Octopus, Again?

Some of my loyal readers are repelled by the idea of eating octopus, and others may simply be tired of the many times I post about it. If you are in either category, my apologies. Please just move on to the next posting.

The methodology this time was the same as my entry, Octopus 5.0, described here two years ago. It’s a combination of food-scientist-writer, Harold McGee’s simple poaching process, followed by Jesse Schenker’s overnight marinating bath in citrus-infused olive oil with herbs. Below are some of the prep steps, showing the oil bath, chopped herbs and garlic, Sicilian sea salt, and Calabrian chili peppers.

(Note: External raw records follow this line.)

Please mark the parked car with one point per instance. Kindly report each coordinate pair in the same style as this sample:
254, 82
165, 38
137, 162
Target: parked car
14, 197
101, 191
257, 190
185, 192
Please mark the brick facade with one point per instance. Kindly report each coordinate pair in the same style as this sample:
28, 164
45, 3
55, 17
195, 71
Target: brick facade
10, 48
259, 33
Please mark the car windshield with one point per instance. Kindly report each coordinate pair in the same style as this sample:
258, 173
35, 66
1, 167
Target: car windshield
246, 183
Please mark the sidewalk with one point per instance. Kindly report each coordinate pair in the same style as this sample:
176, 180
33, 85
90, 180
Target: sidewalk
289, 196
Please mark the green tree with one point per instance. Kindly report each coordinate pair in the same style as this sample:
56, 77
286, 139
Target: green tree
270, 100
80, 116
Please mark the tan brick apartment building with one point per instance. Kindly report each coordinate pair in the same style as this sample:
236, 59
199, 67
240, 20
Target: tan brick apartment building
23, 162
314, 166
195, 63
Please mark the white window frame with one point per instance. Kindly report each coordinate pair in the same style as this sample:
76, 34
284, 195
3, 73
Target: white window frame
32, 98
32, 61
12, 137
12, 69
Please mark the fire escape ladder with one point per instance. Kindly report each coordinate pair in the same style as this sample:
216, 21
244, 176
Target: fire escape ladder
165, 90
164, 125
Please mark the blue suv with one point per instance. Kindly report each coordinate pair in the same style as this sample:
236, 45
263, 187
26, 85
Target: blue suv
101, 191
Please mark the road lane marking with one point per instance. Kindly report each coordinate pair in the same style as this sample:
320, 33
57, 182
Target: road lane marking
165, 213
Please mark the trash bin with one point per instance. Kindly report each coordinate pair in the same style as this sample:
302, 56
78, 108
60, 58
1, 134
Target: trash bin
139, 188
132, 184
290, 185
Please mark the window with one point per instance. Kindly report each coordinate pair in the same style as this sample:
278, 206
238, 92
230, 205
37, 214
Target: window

This was a 4.5 lb. Spanish octopus, purchased frozen from Portugalia. One of the joys of this food is the number of delicious meals I can make from it. This week’s list included:

  • Pulpo alla Gallega
  • grilled octopus with roasted Portobello mushrooms
  • octopus with grilled radicchio
  • grilled octopus with King City Pinks beans (Ranch Gordo) and more Radicchio di Treviso
  • octopus with potatoes and arugula
  • octopus with sweet onions and potatoes

You can quickly browse through the dishes shown below. The one new technique that I learned was McGee’s description of concentrating the juices released in the poaching process. There was a quart of intensely-rich flavored juice in the pot when it was done cooking for 5 hours at 200° F., all of it from the octopus which started in a dry pot. Those juices were boiled down considerably to produce an even more intense sauce, which greatly enhanced the octopus and beans dish, enough so that a full-bodied red wine was the right accompaniment.